Unknown 2000s Motorcycle Racing

About some little-known brands - TSR, BSL - that performed in the 2000s, you can read in the previous article about little-known motorcycles of the 1990s. They just appeared in the 90s, and in the 2000s ended their existence. So in this material - only about "newcomers".

2001−2005. Proton . Collaboration of the team of three-time world champion Kenny Roberts and the Malaysian motorcycle racing program continued. Until then, the fruit of their joint work was the Modenas KR V3 motorcycle (Modenas is the largest motorcycle company in Malaysia), since 2001, the brand has changed, and Proton was born. In fact, the team remained the same, the title sponsor and the supplier of spare parts just changed. The picture shows the Proton KR5 motorcycle, which started in 2003-2005. The Proton team did not achieve any noticeable successes - the best result in the race was the 6th (several times), and in the championship - the 12th Nobuatsu Aoki (2002).

2001. Saber . The Saber team started in the 250 cc class since 1999, and in the early 2000s decided to try their hand at the older 500 cc. The Saber V4 motorcycle (pictured) with the Yamaha YZR500 engine was presented, but Johan Stigefelt, the only pilot of the team, did not achieve any success - he started in 15 of the 16 Grand Prix of the season, finished maximum in 13th place, and took 22nd place in the championship. Then the money ran out, and the team was forced to leave the upper class.

2001. Pulse . Along with Saber, the Pulse team and the motorcycle of the same name became another private debutant of the year.
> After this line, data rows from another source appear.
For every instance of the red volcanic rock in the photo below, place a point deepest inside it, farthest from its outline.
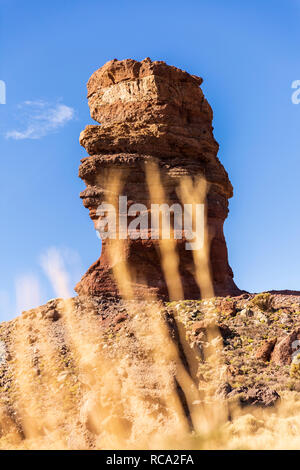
(152, 112)
(264, 351)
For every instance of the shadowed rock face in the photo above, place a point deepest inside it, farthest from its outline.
(150, 111)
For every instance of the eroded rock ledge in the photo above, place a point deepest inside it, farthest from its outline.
(150, 111)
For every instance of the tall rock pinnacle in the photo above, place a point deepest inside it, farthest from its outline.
(152, 112)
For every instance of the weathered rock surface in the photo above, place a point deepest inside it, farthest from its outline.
(150, 111)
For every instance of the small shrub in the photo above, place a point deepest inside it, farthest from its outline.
(263, 301)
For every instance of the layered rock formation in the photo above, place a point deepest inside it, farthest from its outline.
(150, 111)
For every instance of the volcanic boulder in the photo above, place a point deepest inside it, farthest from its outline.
(152, 112)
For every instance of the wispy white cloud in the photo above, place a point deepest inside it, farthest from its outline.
(53, 264)
(28, 292)
(41, 118)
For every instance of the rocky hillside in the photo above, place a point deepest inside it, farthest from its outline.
(91, 373)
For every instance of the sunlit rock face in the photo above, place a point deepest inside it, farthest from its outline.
(152, 112)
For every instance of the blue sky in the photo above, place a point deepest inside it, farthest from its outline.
(248, 55)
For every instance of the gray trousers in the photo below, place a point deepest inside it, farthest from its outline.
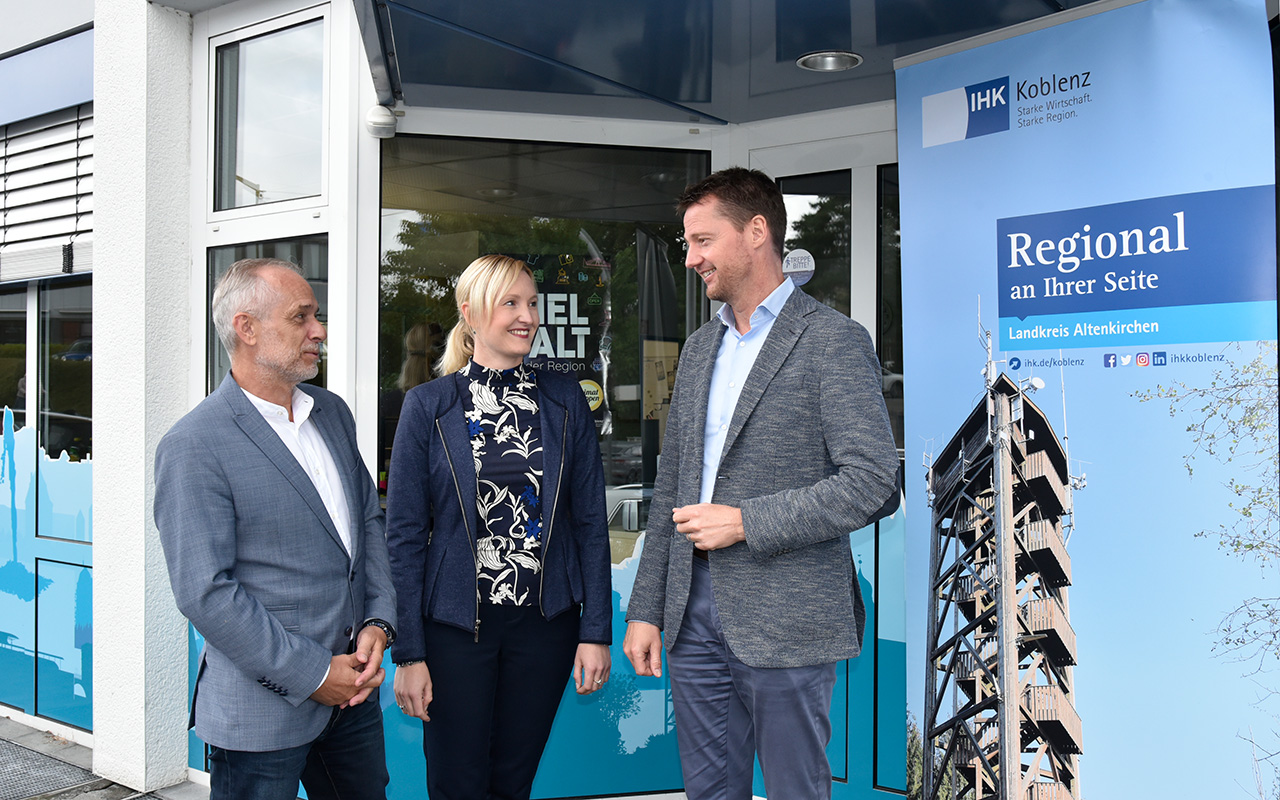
(727, 712)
It was founded by Briton Dave Stewart, who previously managed the BSL team, which we talked about in the previous article. He bought a MuZ 500 motorcycle with a Swissauto engine (this unsuccessful attempt was also in the first article), the engineers modified it a bit, called the Pulse 500 (in the picture) and put it on the track. In Italy, pilot Mark Willis finished 13th, taking 25th place in the championship, but in general the team could not even finish the season due to lack of funds.
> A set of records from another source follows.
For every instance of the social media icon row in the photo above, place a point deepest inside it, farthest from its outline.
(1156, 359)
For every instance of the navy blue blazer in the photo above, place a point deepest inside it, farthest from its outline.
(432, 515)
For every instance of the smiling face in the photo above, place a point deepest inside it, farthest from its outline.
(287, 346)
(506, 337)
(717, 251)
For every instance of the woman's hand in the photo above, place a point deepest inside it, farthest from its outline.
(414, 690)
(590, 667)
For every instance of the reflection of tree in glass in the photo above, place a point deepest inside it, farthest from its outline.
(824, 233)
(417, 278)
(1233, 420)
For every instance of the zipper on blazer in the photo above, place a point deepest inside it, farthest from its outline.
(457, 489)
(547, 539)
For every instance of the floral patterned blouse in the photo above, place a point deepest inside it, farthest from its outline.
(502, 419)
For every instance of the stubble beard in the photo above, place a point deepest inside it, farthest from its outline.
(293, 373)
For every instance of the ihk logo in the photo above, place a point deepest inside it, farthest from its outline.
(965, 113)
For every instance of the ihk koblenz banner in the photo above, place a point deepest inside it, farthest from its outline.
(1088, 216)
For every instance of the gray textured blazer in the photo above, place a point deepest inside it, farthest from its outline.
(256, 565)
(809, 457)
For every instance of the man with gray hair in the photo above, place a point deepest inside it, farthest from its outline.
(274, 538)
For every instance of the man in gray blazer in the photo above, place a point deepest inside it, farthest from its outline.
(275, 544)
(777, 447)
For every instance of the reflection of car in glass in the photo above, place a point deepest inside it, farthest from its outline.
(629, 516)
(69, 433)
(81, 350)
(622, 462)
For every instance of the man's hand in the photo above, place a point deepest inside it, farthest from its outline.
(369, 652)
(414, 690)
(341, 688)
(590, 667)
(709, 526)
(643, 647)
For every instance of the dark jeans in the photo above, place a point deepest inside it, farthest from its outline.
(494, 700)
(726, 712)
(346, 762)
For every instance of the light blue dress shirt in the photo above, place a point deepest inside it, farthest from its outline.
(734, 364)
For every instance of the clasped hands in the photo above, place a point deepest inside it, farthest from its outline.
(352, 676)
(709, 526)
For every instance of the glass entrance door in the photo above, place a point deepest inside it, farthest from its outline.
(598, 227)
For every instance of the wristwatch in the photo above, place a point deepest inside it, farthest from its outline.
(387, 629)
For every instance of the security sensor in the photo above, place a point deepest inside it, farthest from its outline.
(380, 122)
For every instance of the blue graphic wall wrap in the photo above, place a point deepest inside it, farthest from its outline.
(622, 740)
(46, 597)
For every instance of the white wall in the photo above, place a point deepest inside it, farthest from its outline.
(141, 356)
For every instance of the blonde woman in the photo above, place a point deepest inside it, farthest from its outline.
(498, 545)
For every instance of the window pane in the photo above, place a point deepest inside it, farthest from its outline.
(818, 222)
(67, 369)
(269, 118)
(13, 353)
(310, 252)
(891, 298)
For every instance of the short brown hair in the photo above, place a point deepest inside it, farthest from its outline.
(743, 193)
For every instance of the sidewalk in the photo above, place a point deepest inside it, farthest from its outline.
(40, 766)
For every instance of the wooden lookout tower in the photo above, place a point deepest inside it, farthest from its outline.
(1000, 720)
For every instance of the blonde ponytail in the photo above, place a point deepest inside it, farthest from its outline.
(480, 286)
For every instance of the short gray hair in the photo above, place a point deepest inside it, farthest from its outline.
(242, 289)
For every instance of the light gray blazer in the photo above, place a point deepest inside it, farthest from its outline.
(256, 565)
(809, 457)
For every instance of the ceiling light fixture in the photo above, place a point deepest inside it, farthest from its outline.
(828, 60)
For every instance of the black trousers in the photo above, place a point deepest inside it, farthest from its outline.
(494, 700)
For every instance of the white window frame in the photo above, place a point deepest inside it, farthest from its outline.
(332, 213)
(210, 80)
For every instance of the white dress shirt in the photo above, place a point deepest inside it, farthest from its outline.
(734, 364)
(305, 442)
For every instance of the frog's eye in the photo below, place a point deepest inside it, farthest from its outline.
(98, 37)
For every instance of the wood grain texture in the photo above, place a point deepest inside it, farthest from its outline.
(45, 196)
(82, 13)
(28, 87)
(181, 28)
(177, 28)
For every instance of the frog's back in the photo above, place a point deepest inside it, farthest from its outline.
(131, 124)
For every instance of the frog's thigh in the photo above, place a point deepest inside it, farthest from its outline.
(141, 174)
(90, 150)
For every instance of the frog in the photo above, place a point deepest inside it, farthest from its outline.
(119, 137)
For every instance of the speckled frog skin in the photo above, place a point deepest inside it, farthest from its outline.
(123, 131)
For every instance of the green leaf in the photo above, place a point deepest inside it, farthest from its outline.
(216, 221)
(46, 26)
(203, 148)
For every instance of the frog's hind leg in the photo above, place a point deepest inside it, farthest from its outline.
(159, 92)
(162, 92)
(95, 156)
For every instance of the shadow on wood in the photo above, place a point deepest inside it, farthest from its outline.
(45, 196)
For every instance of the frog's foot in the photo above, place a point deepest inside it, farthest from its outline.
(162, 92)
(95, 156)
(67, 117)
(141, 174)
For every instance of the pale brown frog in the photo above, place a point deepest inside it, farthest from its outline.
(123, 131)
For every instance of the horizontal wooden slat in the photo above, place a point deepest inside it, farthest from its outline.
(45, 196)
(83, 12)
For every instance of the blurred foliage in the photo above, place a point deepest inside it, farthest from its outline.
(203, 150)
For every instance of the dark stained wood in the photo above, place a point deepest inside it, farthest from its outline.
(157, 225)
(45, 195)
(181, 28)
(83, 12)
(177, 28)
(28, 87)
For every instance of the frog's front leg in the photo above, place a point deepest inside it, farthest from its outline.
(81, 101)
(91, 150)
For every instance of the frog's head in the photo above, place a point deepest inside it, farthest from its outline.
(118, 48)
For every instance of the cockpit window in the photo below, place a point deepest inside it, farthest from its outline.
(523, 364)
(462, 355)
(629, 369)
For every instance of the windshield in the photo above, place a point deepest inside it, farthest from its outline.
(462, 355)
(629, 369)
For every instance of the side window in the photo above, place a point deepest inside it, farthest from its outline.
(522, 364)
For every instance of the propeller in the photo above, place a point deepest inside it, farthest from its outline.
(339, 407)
2003−2005. Moriwaki A not very successful attempt to gain a foothold in the MotoGP class of the World Cup was made by the Japanese company Moriwaki. Subsequently, in 2010-11, she will successfully return to the Moto2 class - pilot Tony Elias will win several races and become the world champion at Moriwaki, but this will come later. And in the early 2000s, the team sometimes exhibited one motorcycle in one of the races, without having spent a single full season. The best result in the race was the 11th Olivier Jacques at the Japanese Grand Prix'2004, he also took the best 24th place for the team in that championship. In the picture is Moriwaki-Honda RC211V (yes, for the highest class, the company used client motors).

2005. Blata . In 2005, the World Championship Motorsports (WCM) team broke off cooperation with Harris, a motorcycle designer who had worked in the championship since the 1980s, and built his next car together with the Czech company Blata. The problem was that Blata specialized in scooters and mini-bikes, having no experience in creating large and especially racing motorcycles of the MotoGP class. The result of the work was Blata WCM V6, in which the pilot Franco Battini even managed to finish 11th in Japan, and in the championship took 22nd place. The Czechs were dissatisfied with the results of the team and broke off cooperation.

2006−2007. KR . In 2006, Kenny Roberts finally decided not to cooperate with any Malaysians, but to build his own motorcycle racing motorcycle of the MotoGP class. Inexplicably, the KR211V with the Honda client engine was the team's most successful motorcycle. In his first season, Kenny Roberts Jr. finished twice on the podium - 3rd, and in the championship he finished the final 6th line, that is, he rose unimaginably high for a small private team. The next KR212V was already less successful, and then the team stopped participating in top-level races. In the picture - KR211V.

2006−2007. Ilmor . The company Ilmor is primarily known for its racing engines - they were a huge success in the United States (Indycar), and cooperation with Mercedes-Benz and Mclaren brought Ilmor championship titles in Formula 1 1998 and 1999, as well as the 1998 Design Cup. According to the principle “we can build cool engines, can’t we cope with the motorcycle frame?” Ilmor came to MotoGP - but it turned out that not everything is so simple. The Ilmor X3 motorcycle was introduced, but all the pathos ended in nothing. The start in three Grand Prix (2 in 2006 and 1 in 2007) showed the complete non-competitiveness of the machine - two 15-places and a total of 22 Gary McCoy in the 2006 championship. Ilmor abandoned the project - and for good reason. A year later, the new Ilmor engines sensationally won the Formula 1 World Water Championship. Pictured is Ilmor X3.

Also in the championships of the 2000s, TSR, BSL, Harris, Modenas and Paton motorcycles continued to appear, which were discussed in the first article.